If he looks bloated to you I'd fast him also.


----------



## Vikki81207 (May 27, 2009)

I think he'll be okay after a while. I think he's just freaked right now. I would also fast him like dr2b said.


----------



## RoseyD (Jul 12, 2009)

Yes, fasting him would be a good idea. But better idea is put the tank where your brother won't be able to hurt him again. 

Your brother sounds absolutely psychotic. 

I think that your fish will recover, but only if you prevent your brother from doing any further abuse. 

Can you talk to your parents about it, one on one? Maybe they may be able to help curtail brother's evil nature. 

good luck.


----------



## Jazattackk (Jul 20, 2009)

Yeah, he's even killed some of my community fish RoseyD, and my bird always tries to bite him now, becuase he's done some abuse to him too.

And my parents dont give a crap about my betta, I already told my dad, and he didn't do anything about it. And it's a 30 gallon, so I can't move it myself 

And geez, he's still always thretening to hurt my fish, he keeps trying to feed him.


----------



## RoseyD (Jul 12, 2009)

Jazz, would you mind telling me how old you are? Only asking because then I can try to figure out other suggestions to make. 

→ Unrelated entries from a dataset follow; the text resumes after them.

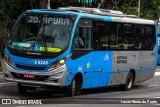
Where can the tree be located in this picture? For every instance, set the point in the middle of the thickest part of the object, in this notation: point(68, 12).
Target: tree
point(44, 4)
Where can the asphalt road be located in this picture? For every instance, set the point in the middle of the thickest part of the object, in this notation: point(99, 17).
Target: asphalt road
point(111, 95)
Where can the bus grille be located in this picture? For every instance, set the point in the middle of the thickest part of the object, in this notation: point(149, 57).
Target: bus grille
point(30, 67)
point(37, 77)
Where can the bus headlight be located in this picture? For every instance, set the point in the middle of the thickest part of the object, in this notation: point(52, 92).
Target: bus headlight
point(8, 60)
point(57, 64)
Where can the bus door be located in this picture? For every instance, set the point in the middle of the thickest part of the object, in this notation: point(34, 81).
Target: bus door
point(102, 56)
point(83, 54)
point(127, 58)
point(146, 37)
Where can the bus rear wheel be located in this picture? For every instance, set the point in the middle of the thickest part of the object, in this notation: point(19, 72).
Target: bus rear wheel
point(129, 82)
point(22, 89)
point(75, 88)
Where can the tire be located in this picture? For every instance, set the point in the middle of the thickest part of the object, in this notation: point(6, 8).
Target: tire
point(22, 89)
point(75, 88)
point(129, 82)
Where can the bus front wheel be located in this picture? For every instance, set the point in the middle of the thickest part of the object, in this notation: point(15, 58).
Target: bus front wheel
point(75, 88)
point(129, 82)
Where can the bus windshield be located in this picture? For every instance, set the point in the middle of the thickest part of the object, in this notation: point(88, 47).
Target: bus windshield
point(42, 33)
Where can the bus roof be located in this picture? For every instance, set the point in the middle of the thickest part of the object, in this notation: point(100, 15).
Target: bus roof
point(115, 16)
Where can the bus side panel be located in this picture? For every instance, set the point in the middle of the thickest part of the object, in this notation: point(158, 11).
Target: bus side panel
point(84, 64)
point(124, 60)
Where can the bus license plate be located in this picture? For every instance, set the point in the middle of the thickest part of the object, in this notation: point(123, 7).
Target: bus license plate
point(29, 76)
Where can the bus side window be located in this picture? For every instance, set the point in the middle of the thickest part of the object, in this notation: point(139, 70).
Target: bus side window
point(82, 39)
point(100, 35)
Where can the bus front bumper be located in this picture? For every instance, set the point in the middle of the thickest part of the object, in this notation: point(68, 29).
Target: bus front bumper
point(56, 77)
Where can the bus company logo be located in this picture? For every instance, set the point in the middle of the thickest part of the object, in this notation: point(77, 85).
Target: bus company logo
point(115, 59)
point(6, 101)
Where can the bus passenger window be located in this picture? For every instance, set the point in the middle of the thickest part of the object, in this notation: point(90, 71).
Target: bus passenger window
point(82, 39)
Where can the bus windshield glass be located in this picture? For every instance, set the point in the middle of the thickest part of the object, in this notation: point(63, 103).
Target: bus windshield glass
point(42, 33)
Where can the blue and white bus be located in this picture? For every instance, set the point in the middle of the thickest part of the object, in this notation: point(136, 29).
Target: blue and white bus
point(80, 48)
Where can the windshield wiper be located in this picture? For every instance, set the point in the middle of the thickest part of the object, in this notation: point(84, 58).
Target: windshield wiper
point(45, 44)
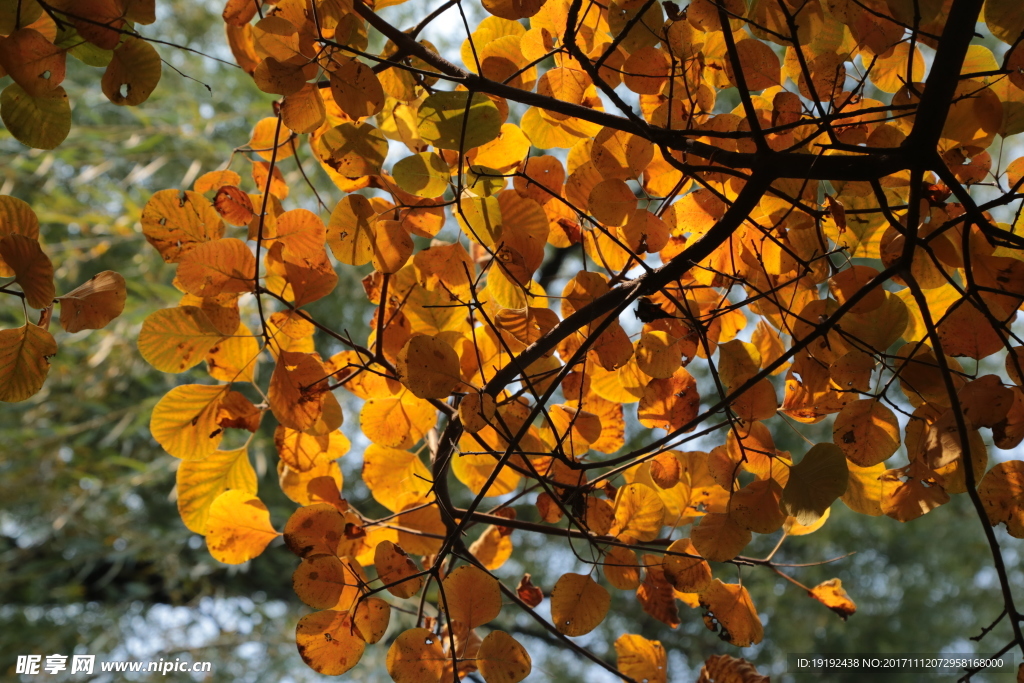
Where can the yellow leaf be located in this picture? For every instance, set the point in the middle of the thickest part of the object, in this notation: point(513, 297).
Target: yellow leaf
point(176, 221)
point(395, 478)
point(832, 595)
point(297, 388)
point(303, 111)
point(424, 174)
point(815, 482)
point(493, 548)
point(354, 87)
point(455, 121)
point(396, 422)
point(1001, 492)
point(639, 512)
point(670, 403)
point(184, 421)
point(756, 506)
point(718, 538)
point(329, 642)
point(218, 266)
point(416, 656)
point(132, 74)
point(640, 658)
point(622, 568)
point(201, 481)
point(429, 367)
point(238, 527)
point(41, 122)
point(25, 354)
point(233, 358)
point(687, 574)
point(94, 303)
point(472, 596)
point(16, 217)
point(503, 659)
point(579, 604)
point(372, 619)
point(732, 610)
point(33, 269)
point(321, 484)
point(656, 595)
point(172, 340)
point(325, 582)
point(353, 150)
point(866, 431)
point(397, 570)
point(392, 246)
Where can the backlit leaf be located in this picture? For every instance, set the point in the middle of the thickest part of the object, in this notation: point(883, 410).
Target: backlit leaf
point(455, 121)
point(25, 354)
point(201, 481)
point(472, 596)
point(33, 269)
point(732, 611)
point(329, 642)
point(815, 482)
point(93, 303)
point(579, 604)
point(503, 659)
point(416, 656)
point(173, 340)
point(640, 658)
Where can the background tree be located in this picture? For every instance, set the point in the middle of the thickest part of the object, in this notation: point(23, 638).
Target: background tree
point(821, 211)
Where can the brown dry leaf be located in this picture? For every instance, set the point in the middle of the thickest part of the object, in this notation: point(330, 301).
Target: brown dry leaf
point(33, 269)
point(297, 388)
point(175, 221)
point(502, 659)
point(416, 656)
point(329, 641)
point(729, 608)
point(528, 593)
point(472, 596)
point(832, 595)
point(218, 266)
point(326, 582)
point(725, 669)
point(640, 658)
point(429, 367)
point(718, 538)
point(397, 570)
point(25, 361)
point(199, 482)
point(93, 303)
point(238, 527)
point(656, 595)
point(639, 512)
point(622, 568)
point(687, 574)
point(1001, 492)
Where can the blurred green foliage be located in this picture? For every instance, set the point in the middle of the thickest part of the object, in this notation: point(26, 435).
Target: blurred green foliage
point(93, 557)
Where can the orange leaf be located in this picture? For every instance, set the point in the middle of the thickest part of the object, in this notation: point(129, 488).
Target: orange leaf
point(94, 303)
point(579, 604)
point(33, 269)
point(328, 640)
point(238, 527)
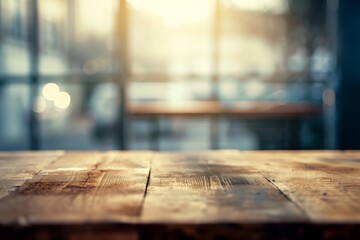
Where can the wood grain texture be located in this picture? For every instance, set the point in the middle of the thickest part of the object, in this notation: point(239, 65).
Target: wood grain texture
point(82, 187)
point(17, 168)
point(325, 184)
point(196, 195)
point(212, 187)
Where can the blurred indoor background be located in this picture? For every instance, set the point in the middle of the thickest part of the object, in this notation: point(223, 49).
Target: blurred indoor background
point(177, 74)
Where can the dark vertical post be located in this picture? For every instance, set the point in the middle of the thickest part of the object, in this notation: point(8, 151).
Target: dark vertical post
point(329, 106)
point(348, 87)
point(33, 34)
point(71, 28)
point(214, 129)
point(122, 56)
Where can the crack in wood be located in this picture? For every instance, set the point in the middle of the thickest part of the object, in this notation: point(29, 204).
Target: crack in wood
point(303, 211)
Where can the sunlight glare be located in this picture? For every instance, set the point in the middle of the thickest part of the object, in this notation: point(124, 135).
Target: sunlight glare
point(176, 12)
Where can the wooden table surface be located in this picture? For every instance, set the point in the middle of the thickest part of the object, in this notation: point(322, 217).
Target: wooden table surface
point(198, 195)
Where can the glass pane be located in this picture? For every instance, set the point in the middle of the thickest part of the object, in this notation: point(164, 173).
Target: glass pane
point(14, 58)
point(178, 38)
point(76, 36)
point(14, 120)
point(78, 116)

For instance, I'm 41 now (EEK!) and I just got a 30 gallon tank and carried it up 3 flights of stairs alone. (VERY HARD & OH SO HEAVY) ... 

How much can you lift, alone? If you are in your late teens and have some friends - you could possibly empty the tank.... and relocate it. (BUT it would be a major task to do both... ) 

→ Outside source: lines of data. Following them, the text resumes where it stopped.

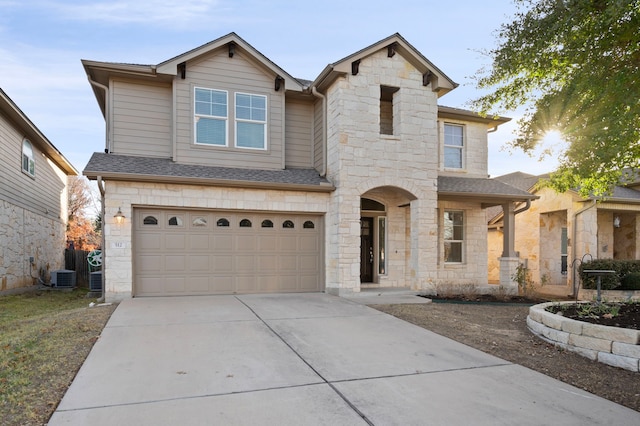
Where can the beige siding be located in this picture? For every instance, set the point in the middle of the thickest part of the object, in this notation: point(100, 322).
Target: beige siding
point(318, 135)
point(141, 119)
point(43, 194)
point(298, 133)
point(237, 74)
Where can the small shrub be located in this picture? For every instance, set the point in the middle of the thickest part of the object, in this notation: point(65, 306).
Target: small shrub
point(608, 282)
point(630, 281)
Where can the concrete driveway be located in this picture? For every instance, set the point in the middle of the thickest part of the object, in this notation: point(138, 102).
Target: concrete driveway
point(304, 359)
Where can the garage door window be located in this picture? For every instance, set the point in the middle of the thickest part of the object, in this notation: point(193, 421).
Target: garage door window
point(199, 221)
point(175, 221)
point(150, 220)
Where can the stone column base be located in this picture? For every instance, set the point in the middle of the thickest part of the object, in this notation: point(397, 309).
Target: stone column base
point(508, 268)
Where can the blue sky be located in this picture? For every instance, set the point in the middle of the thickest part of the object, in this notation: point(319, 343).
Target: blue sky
point(43, 41)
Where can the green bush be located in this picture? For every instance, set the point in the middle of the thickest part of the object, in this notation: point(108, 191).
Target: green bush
point(608, 282)
point(630, 281)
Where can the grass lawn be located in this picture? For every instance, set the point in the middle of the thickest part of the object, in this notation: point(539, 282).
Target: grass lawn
point(44, 338)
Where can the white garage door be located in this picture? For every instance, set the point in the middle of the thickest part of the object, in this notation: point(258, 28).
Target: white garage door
point(184, 252)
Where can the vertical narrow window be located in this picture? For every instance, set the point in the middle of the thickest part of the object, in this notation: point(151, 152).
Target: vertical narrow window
point(386, 109)
point(28, 160)
point(382, 245)
point(453, 146)
point(564, 243)
point(210, 117)
point(453, 236)
point(251, 121)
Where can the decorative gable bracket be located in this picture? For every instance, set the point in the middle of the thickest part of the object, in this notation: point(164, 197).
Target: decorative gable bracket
point(355, 67)
point(279, 83)
point(426, 78)
point(391, 50)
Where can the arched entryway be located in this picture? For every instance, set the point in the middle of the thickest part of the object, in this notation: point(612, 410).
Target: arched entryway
point(373, 239)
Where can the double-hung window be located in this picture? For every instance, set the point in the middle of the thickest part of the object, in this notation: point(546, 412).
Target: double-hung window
point(28, 160)
point(211, 117)
point(453, 236)
point(251, 121)
point(453, 146)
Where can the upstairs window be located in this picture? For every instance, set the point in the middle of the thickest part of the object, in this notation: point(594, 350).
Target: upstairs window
point(453, 146)
point(210, 117)
point(453, 236)
point(251, 121)
point(28, 160)
point(386, 109)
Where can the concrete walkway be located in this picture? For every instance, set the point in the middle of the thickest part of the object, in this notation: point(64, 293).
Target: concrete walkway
point(304, 359)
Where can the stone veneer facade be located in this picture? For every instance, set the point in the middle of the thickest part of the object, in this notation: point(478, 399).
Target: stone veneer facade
point(25, 234)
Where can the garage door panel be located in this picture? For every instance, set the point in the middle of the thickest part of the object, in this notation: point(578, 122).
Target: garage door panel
point(198, 254)
point(221, 264)
point(198, 263)
point(175, 242)
point(175, 263)
point(149, 263)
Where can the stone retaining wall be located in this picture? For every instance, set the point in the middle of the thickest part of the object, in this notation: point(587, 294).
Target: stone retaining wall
point(618, 347)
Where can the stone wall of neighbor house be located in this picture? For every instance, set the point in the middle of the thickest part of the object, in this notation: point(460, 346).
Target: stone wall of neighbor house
point(24, 235)
point(118, 256)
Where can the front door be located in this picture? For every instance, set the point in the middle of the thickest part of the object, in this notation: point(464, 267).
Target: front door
point(366, 249)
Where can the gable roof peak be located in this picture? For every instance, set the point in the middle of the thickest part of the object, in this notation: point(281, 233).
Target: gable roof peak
point(395, 43)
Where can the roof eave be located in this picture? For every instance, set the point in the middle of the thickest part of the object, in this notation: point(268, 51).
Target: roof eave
point(136, 177)
point(34, 134)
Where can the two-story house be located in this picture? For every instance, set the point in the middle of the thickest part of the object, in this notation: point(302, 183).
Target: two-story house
point(33, 200)
point(228, 175)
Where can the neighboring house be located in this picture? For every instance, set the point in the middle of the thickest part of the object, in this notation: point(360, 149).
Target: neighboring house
point(234, 177)
point(33, 200)
point(559, 231)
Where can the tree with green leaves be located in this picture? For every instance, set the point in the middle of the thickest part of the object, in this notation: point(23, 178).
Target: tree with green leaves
point(575, 65)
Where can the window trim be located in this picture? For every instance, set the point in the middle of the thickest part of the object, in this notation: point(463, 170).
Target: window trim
point(461, 242)
point(461, 148)
point(237, 120)
point(29, 157)
point(197, 116)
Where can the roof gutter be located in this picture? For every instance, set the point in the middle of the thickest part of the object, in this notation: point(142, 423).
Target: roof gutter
point(315, 92)
point(107, 148)
point(101, 188)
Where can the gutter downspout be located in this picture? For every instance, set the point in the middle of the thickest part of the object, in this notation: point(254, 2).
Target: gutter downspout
point(575, 236)
point(315, 92)
point(101, 187)
point(107, 148)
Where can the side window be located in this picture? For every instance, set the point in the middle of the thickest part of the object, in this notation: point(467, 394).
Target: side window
point(453, 146)
point(28, 159)
point(251, 121)
point(210, 117)
point(453, 236)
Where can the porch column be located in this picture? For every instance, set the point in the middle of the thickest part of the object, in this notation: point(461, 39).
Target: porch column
point(509, 261)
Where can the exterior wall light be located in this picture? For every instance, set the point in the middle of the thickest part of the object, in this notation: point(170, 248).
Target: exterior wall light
point(119, 217)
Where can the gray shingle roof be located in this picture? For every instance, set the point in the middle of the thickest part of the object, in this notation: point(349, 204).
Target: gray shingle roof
point(126, 167)
point(480, 186)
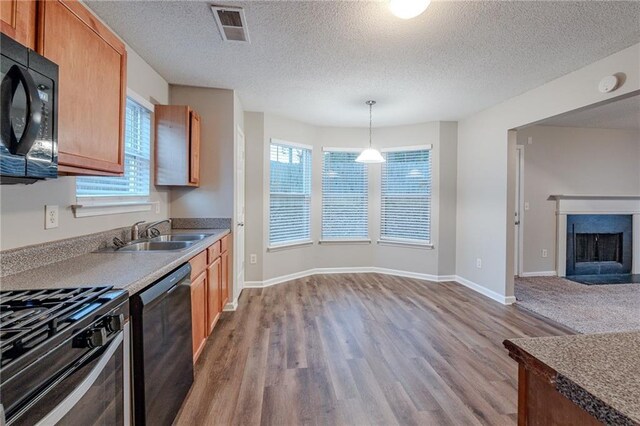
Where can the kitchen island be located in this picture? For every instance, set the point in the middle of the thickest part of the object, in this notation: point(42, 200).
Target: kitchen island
point(579, 379)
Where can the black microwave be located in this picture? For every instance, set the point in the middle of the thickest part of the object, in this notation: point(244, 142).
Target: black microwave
point(28, 115)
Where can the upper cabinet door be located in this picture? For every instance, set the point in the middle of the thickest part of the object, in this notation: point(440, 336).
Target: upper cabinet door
point(92, 87)
point(177, 148)
point(194, 148)
point(18, 21)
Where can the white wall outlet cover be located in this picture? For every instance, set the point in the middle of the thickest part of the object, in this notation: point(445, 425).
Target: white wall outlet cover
point(608, 84)
point(50, 217)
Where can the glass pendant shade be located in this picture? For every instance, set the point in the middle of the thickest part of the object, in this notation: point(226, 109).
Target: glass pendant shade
point(370, 156)
point(407, 9)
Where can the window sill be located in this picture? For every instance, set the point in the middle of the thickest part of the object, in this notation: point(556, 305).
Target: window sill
point(410, 244)
point(290, 245)
point(93, 208)
point(346, 241)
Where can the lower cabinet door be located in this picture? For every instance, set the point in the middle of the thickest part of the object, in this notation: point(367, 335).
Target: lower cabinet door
point(199, 314)
point(224, 293)
point(214, 278)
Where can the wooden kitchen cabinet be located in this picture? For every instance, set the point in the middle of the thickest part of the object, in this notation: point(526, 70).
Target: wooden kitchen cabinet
point(92, 63)
point(209, 290)
point(224, 293)
point(177, 148)
point(199, 329)
point(214, 292)
point(18, 21)
point(198, 314)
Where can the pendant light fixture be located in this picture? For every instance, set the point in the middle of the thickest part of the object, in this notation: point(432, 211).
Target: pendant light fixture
point(370, 155)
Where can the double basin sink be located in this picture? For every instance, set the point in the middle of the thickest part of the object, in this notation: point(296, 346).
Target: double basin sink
point(164, 243)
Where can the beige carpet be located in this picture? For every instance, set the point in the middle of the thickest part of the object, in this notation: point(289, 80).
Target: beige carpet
point(583, 308)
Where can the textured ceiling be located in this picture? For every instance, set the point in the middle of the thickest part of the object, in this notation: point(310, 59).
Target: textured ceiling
point(623, 114)
point(318, 61)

I know we have lots of young members here and I value the love we all have for fish - so don't take my question in any bad way, please.


----------



## Jazattackk (Jul 20, 2009)

I'm 14 (and my brothers 17)

And I talked to my mom, and she told my brother that if he scares my fish again, she will stop paying for his guitar lessons 

And I'm getting my own 5 gallon for christmas, so then my betta will be safe in my room


----------



## crowntail lover (Apr 25, 2009)

Your brother is weird!! But I am sure he will recover in no time! :]


----------



## ScentedLove (Aug 13, 2009)

Idk what i would do if my sister did that to my Blaze. I hope he recovers and does well Good luck xP


----------



## Jazattackk (Jul 20, 2009)

For two days Nibbler was really scared and hid, but it's the third day, and he's completely back to normal now


----------



## Kim (Apr 30, 2008)

Wow, I was thinking younger brother because that sounds like the kind of stupid thing a little kid would do. 17...eek, maybe he needs an evaluation. Could just be one of those evil people though.

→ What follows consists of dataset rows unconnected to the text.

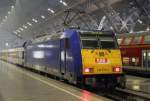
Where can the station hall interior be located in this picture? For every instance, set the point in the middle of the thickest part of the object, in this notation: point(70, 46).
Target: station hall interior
point(74, 50)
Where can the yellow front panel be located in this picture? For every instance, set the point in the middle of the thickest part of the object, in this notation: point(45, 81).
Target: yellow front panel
point(101, 61)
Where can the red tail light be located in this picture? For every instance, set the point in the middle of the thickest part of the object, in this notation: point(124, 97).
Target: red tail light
point(117, 69)
point(101, 60)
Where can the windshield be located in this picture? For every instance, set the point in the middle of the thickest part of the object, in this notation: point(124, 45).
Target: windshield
point(107, 43)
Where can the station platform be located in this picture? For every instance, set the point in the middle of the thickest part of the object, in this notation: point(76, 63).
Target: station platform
point(17, 84)
point(137, 71)
point(139, 84)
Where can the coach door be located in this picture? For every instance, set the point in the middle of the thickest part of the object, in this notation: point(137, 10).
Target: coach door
point(148, 59)
point(144, 58)
point(63, 53)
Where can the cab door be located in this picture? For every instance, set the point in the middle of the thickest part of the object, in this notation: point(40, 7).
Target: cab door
point(148, 59)
point(62, 57)
point(144, 59)
point(64, 46)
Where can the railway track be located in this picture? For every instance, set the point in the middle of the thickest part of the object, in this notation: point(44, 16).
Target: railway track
point(127, 95)
point(117, 94)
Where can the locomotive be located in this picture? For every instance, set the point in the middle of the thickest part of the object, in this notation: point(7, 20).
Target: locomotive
point(77, 56)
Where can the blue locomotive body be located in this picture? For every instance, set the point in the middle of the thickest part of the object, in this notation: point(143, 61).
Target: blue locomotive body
point(73, 55)
point(60, 56)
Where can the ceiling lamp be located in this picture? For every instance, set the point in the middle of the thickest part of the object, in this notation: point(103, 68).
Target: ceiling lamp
point(52, 11)
point(35, 20)
point(18, 31)
point(21, 29)
point(29, 23)
point(43, 17)
point(15, 32)
point(25, 27)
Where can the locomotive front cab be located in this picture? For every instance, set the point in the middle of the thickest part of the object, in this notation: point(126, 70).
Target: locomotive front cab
point(100, 54)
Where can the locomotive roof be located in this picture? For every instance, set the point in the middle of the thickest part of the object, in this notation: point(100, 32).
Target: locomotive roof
point(82, 33)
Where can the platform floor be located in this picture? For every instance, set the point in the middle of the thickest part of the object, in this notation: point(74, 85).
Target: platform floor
point(17, 84)
point(138, 83)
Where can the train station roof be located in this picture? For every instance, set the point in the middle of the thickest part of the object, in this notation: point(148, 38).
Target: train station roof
point(22, 20)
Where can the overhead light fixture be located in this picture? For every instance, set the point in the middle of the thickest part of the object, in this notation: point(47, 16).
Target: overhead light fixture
point(5, 17)
point(35, 20)
point(52, 11)
point(15, 32)
point(42, 16)
point(140, 21)
point(8, 12)
point(64, 3)
point(21, 29)
point(29, 23)
point(18, 31)
point(12, 7)
point(19, 35)
point(6, 44)
point(148, 29)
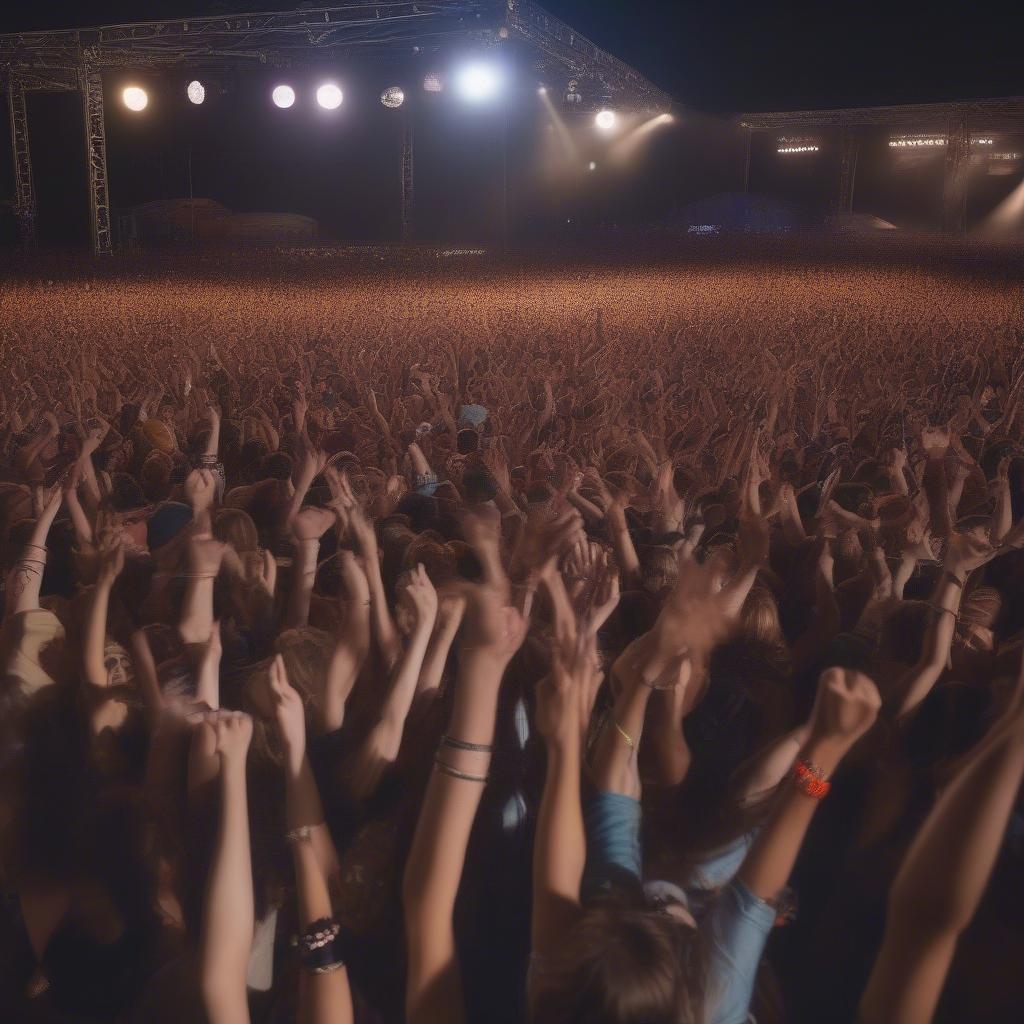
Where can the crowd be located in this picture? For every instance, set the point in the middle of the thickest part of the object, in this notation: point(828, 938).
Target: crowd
point(640, 647)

BTW my whole family are animal lovers and I still like having all my fish in my room...you will probably feel much better once he's in there.


----------



## dramaqueen (Jul 7, 2008)

My mother wouldn't let me put mine anywhere else in the house...but thats ok. I want them with me. All 7 of them!!


----------



## dr2b (May 31, 2009)

It really doesn't surprise me that a 17 year old boy would do that. If you knew some of the boys I graduated with - you would not be at all surprised. But I am glad your fish is doing better now.


----------



## 5green (Jul 31, 2009)

youre brothers 17 omg it sounded like he was 12


----------



## rb500 (Jul 12, 2009)

Glad to hear that your mom did something about it, bet he'll be fine


----------



## carlsolomon (Aug 16, 2009)

your little bro is gonna grow up to be michael myers from halloween


----------



## Jynx (Jul 25, 2009)

Yeah your brother sounds creepy. We are all in agreement.


----------



## Rotten (Aug 18, 2009)

I think you need one of these:
YouTube - MAN vs SENTRY: Exhibit A
Mount it on top of your tank....


----------



## Kim (Apr 30, 2008)

That is awesome!!


----------



## jeffandcole (Mar 16, 2012)

*My new Betta Cole*

Today my betta has been at my house for 2 days and he likes to go by the filter and its worrying me beacuse he had gotten stuck the 2 times he went by it he gets by the suction cup that holds it to the tank and then he seems stuck to me and he even tried to go through the very small powercord space that was left someone help me please


----------